You can also spread them out over multiple IRAs but not all of them, so long as the total RMD value is honored. 

What you can't do is mix and match between different retirement accounts. For instance, if you also face RMDs from 401(k), 403(b), and 457(b) plans, those RMDs have to happen from the same kind of account.

You can't honor a 401(k) RMD sum using IRA funds, or vice versa.

Who Does the RMD Calculations?

Your gold IRA broker should calculate the RMD for you. However, the responsibility for ensuring a correct amount falls on your shoulders. It's you who will pay any fines or penalties for not withdrawing enough. 

Fortunately, there are calculators you can use online to do the math. The formula was already mentioned a few questions ago if you want to dig into the hard data behind the calculation or read the relevant IRS publications.

Many online calculators are available through your gold IRA broker, and you can contact your account representative about this.

What Are the RMD Penalties?

If an RMD isn't done right, then a 50% tax is applied for the amount not withdrawn.
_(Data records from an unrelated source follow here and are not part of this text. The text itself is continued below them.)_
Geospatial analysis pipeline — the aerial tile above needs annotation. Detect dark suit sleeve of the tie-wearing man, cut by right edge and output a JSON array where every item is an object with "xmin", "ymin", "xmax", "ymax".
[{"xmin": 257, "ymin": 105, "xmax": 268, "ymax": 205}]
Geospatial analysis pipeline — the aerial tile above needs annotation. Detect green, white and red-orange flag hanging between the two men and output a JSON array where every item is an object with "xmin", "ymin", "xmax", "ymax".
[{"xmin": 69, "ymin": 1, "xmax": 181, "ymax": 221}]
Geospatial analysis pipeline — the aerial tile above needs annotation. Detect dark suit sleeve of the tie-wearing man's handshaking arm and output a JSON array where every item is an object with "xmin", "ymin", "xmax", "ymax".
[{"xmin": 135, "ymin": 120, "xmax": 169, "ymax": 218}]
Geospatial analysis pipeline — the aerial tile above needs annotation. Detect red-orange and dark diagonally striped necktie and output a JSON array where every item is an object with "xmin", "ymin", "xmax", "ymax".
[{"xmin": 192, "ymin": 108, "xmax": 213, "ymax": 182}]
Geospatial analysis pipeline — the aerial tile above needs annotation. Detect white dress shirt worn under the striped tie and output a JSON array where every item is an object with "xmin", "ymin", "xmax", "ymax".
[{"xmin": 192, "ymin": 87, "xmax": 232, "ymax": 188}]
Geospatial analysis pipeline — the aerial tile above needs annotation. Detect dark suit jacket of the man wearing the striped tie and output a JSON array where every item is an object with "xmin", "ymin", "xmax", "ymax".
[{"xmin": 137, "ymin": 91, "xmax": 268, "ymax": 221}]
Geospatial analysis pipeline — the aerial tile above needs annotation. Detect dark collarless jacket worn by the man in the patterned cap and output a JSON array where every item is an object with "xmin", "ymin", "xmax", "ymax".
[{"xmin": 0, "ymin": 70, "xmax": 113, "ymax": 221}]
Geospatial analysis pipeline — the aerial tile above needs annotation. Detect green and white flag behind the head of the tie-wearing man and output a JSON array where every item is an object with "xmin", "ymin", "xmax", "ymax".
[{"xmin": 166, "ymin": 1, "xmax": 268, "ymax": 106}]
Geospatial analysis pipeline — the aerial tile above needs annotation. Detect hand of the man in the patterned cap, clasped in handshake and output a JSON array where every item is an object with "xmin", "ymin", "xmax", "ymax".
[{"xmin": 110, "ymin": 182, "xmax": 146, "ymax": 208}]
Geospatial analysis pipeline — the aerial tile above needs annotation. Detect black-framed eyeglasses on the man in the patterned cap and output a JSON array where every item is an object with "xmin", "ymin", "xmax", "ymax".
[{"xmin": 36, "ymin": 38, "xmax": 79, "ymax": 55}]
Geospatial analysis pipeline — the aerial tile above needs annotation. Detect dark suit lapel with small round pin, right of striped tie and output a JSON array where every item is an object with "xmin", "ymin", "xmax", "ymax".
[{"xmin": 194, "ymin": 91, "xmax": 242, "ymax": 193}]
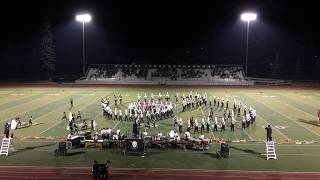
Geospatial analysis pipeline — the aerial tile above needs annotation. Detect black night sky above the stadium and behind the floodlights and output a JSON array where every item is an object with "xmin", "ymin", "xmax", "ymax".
[{"xmin": 0, "ymin": 0, "xmax": 320, "ymax": 78}]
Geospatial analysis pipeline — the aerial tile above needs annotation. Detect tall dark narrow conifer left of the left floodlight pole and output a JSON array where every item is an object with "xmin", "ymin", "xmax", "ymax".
[{"xmin": 40, "ymin": 18, "xmax": 56, "ymax": 81}]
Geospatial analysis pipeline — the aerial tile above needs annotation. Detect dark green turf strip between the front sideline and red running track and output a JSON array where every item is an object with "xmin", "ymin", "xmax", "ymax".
[{"xmin": 0, "ymin": 141, "xmax": 320, "ymax": 172}]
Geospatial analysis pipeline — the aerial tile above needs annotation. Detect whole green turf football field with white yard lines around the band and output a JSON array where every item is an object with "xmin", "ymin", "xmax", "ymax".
[{"xmin": 0, "ymin": 87, "xmax": 320, "ymax": 171}]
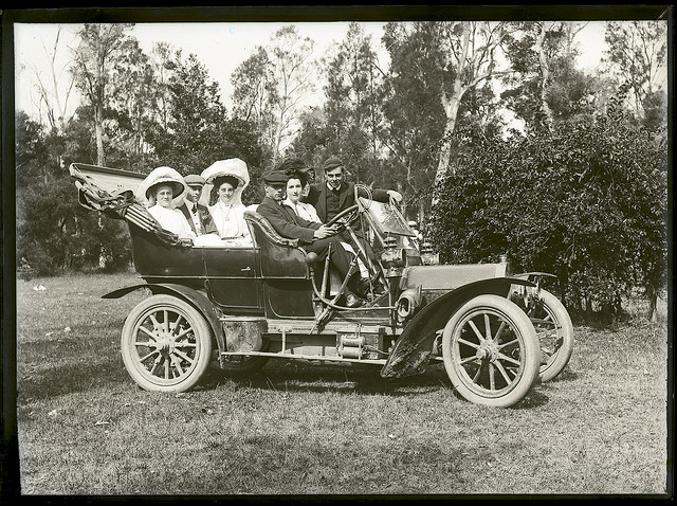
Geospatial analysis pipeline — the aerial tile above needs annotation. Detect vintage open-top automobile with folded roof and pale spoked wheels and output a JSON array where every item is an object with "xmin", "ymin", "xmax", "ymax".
[{"xmin": 70, "ymin": 163, "xmax": 573, "ymax": 407}]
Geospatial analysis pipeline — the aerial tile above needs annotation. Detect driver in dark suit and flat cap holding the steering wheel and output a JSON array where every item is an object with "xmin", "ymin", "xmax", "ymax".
[{"xmin": 256, "ymin": 170, "xmax": 364, "ymax": 307}]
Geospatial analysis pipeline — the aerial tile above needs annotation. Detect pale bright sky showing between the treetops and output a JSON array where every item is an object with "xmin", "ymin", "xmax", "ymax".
[{"xmin": 14, "ymin": 21, "xmax": 605, "ymax": 125}]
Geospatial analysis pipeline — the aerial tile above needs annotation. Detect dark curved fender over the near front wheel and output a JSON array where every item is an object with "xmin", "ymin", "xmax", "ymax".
[{"xmin": 381, "ymin": 277, "xmax": 535, "ymax": 378}]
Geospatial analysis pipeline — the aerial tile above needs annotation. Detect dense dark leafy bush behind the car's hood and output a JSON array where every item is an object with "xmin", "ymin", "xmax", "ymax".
[{"xmin": 431, "ymin": 105, "xmax": 667, "ymax": 313}]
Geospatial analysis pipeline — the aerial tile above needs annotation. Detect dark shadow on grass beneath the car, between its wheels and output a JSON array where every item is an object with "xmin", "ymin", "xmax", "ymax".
[{"xmin": 201, "ymin": 361, "xmax": 451, "ymax": 396}]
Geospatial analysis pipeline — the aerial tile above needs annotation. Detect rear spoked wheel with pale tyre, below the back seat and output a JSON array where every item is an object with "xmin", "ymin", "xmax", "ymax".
[{"xmin": 121, "ymin": 295, "xmax": 212, "ymax": 392}]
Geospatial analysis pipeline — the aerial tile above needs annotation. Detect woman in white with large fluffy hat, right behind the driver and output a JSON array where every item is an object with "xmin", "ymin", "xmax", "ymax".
[{"xmin": 202, "ymin": 158, "xmax": 253, "ymax": 246}]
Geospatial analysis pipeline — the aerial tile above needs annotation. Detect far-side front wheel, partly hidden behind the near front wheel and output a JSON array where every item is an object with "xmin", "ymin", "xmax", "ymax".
[{"xmin": 527, "ymin": 290, "xmax": 574, "ymax": 381}]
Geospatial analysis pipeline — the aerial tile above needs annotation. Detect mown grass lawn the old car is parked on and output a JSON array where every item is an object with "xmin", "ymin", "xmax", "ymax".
[{"xmin": 17, "ymin": 274, "xmax": 668, "ymax": 495}]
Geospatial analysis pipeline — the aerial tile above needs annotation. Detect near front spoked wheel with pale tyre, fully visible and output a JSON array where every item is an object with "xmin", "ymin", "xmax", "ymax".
[{"xmin": 442, "ymin": 295, "xmax": 541, "ymax": 407}]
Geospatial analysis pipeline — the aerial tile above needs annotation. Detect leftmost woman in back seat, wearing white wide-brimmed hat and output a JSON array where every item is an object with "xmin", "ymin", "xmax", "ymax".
[{"xmin": 138, "ymin": 167, "xmax": 195, "ymax": 239}]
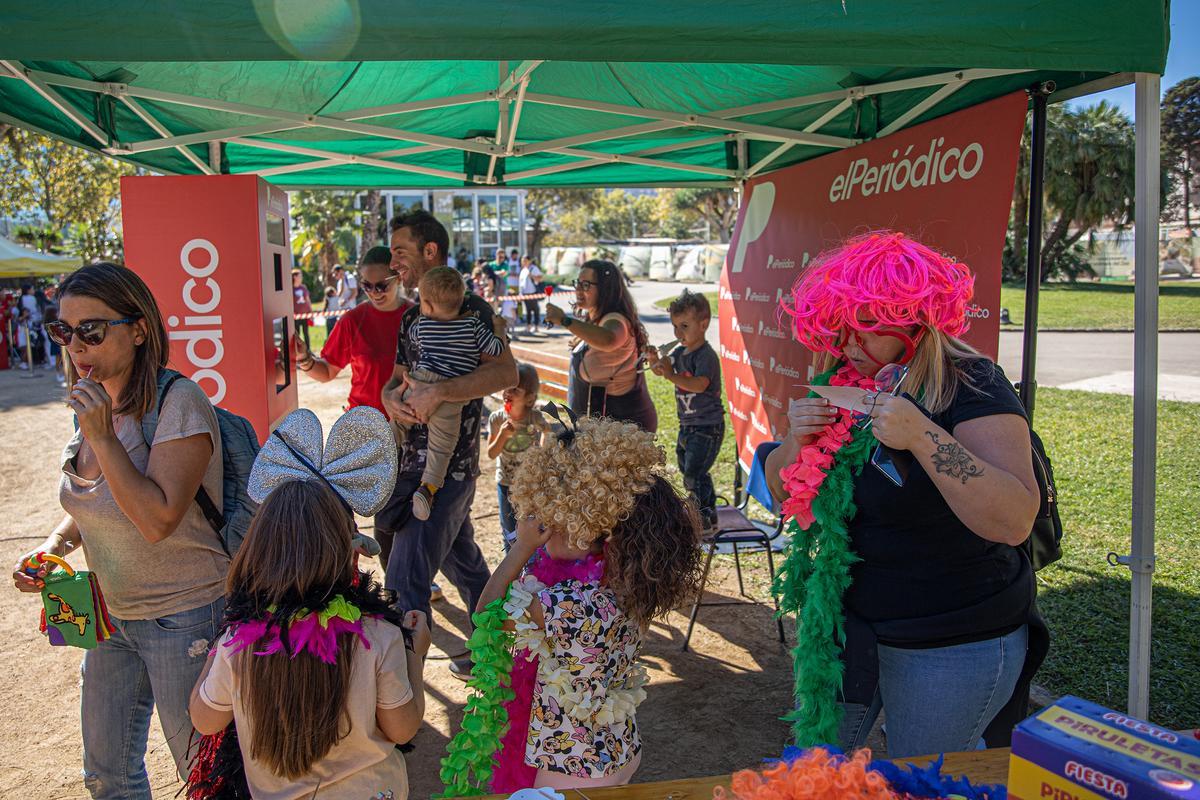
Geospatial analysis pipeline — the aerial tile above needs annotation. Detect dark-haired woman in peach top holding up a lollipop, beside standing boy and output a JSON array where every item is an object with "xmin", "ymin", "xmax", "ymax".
[{"xmin": 546, "ymin": 259, "xmax": 659, "ymax": 433}]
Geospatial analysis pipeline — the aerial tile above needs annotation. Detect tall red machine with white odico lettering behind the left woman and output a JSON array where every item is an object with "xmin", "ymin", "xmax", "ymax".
[{"xmin": 121, "ymin": 175, "xmax": 296, "ymax": 441}]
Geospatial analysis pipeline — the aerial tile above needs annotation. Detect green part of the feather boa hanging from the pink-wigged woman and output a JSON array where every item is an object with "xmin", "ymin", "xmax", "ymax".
[{"xmin": 773, "ymin": 365, "xmax": 875, "ymax": 747}]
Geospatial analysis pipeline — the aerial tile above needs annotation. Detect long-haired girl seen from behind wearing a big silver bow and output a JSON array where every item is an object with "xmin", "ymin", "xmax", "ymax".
[{"xmin": 188, "ymin": 407, "xmax": 430, "ymax": 800}]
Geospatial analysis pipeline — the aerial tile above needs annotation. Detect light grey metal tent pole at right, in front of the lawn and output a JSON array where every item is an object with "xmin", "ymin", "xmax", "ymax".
[{"xmin": 1124, "ymin": 72, "xmax": 1162, "ymax": 720}]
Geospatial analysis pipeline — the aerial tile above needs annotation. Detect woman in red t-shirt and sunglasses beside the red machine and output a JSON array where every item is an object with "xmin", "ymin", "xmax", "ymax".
[{"xmin": 296, "ymin": 247, "xmax": 412, "ymax": 567}]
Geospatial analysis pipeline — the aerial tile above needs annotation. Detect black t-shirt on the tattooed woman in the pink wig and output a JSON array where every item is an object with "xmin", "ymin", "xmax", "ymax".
[{"xmin": 845, "ymin": 359, "xmax": 1034, "ymax": 648}]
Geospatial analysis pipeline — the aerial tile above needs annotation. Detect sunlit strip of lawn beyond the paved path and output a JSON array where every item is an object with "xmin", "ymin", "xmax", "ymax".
[{"xmin": 654, "ymin": 283, "xmax": 1200, "ymax": 331}]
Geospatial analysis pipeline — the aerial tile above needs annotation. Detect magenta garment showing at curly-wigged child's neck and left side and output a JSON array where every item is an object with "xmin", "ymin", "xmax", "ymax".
[{"xmin": 492, "ymin": 549, "xmax": 604, "ymax": 793}]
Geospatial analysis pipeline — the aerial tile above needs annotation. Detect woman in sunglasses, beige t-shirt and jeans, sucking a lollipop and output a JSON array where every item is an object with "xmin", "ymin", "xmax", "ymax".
[{"xmin": 13, "ymin": 264, "xmax": 229, "ymax": 800}]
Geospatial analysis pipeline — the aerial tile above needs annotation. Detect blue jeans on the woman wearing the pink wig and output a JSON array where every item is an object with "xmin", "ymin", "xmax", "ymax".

This is a penalty that you should strive to avoid since it needlessly reduces the assets in your account or costs you more on your annual tax return.

Gold IRA owners can trigger this penalty in one of three ways:

  • Failing to withdraw an RMD at all
  • Failing to withdraw the entire RMD amount for that time
  • Failing to do the RMD withdrawal by the specific deadline in question

The RMD penalty can be waived if the gold IRA owner takes reasonable steps to correct the situation if it happened due to a harmless error.